A fuel gas and an oxidant gas are supplied to each of the fuel-cell cells 22 through a manifold (not shown). In the present embodiment, the fuel gas is hydrogen and the oxidant gas is air (more specifically, oxygen contained in the air). Each of the fuel-cell cells 22 generates electricity by reacting the fuel gas with the oxidant gas. As shown in FIG. 1, a fuel gas outlet manifold 30 and an oxidant gas outlet manifold 40 are provided inside the fuel cell stack 20.

The fuel gas outlet manifold 30 extends through each of the fuel-cell cells 22 inside the fuel cell stack 20 in the stacking direction. The fuel gas outlet manifold 30 includes a fuel gas discharge port 30a that penetrates the end plate 24 and opens to the first end surface 20a. The fuel gas discharge port 30a is connected to a fuel gas discharge device 90 mounted on the electrified vehicle. The fuel gas that has passed through each of the fuel-cell cells 22 flows through the fuel gas outlet manifold 30. Further, in each of the fuel-cell cells 22, water is generated by the reaction between the fuel gas and the oxidant gas. Each of the fuel-cell cells 22 discharges the generated water together with the fuel gas to the fuel gas outlet manifold 30. Therefore, the fuel gas and the generated water flow from the fuel gas outlet manifold 30 to the fuel gas discharge device 90. The fuel gas discharge device 90 includes a gas-liquid separator 90a. The fuel gas discharge device 90 separates the fuel gas from the generated water by the gas-liquid separator 90a, and supplies the separated fuel gas to the fuel cell stack 20 again. Further, the fuel gas discharge device 90 discharges the fuel gas that could not be separated from the generated water together with the generated water to the outside of the electrified vehicle.

The oxidant gas outlet manifold 40 extends through each of the fuel-cell cells 22 inside the fuel cell stack 20 in the stacking direction. The oxidant gas outlet manifold 40 includes an oxidant gas discharge port 40a that penetrates the end plate 26 and opens to the second end surface 20b. The oxidant gas discharge port 40a is connected to an oxidant gas discharge device 92 mounted on the electrified vehicle. The oxidant gas that has passed through each of the fuel-cell cells 22 flows through the oxidant gas outlet manifold 40. Further, each of the fuel-cell cells 22 discharges the generated water together with the oxidant gas to the oxidant gas outlet manifold 40. Therefore, the oxidant gas and the generated water flow from the oxidant gas outlet manifold 40 to the oxidant gas discharge device 92. The oxidant gas discharge device 92 discharges the oxidant gas together with the generated water to the outside of the electrified vehicle.

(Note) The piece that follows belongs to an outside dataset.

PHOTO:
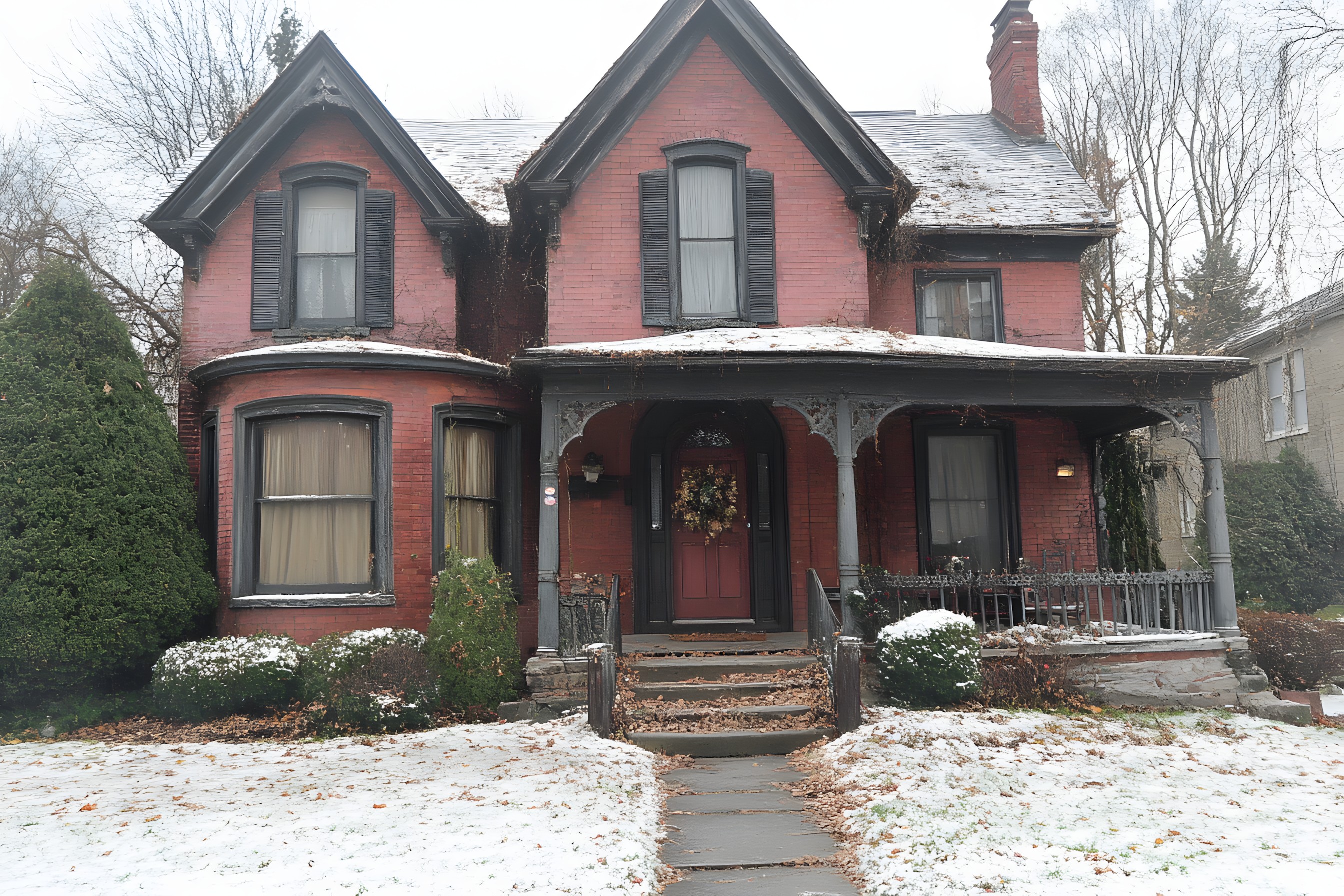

A water drain pipe 42 is provided within the oxidant gas outlet manifold 40. The water drain pipe 42 is a thin pipe that is thinner than the oxidant gas outlet manifold 40 and its both ends are open. The water drain pipe 42 extends from the upstream end portion (i.e., the first end surface 20a side) of the oxidant gas outlet manifold 40 to the oxidant gas discharge port 40a. When the generated water accumulates at the upstream end portion of the oxidant gas outlet manifold 40, the generated water is discharged through the water drain pipe 42 to the oxidant gas discharge port 40a. In this manner, the water drain pipe 42 promotes the discharge of the generated water in the oxidant gas outlet manifold 40.

A water drain flow passage 32 is provided inside the end plate 26. The water drain flow passage 32 is thinner than the fuel gas outlet manifold 30 and the oxidant gas outlet manifold 40. The upstream end of the water drain flow passage 32 is connected to the upstream end portion of the fuel gas outlet manifold 30. The downstream end of the water drain flow passage 32 is connected to the oxidant gas discharge port 40a. An outlet 32a of the water drain flow passage 32 is disposed upstream of an outlet 42a of the water drain pipe 42 in the oxidant gas outlet manifold 40. The water drain flow passage 32 is provided with a valve 34. The valve 34 is controlled by a control circuit 36.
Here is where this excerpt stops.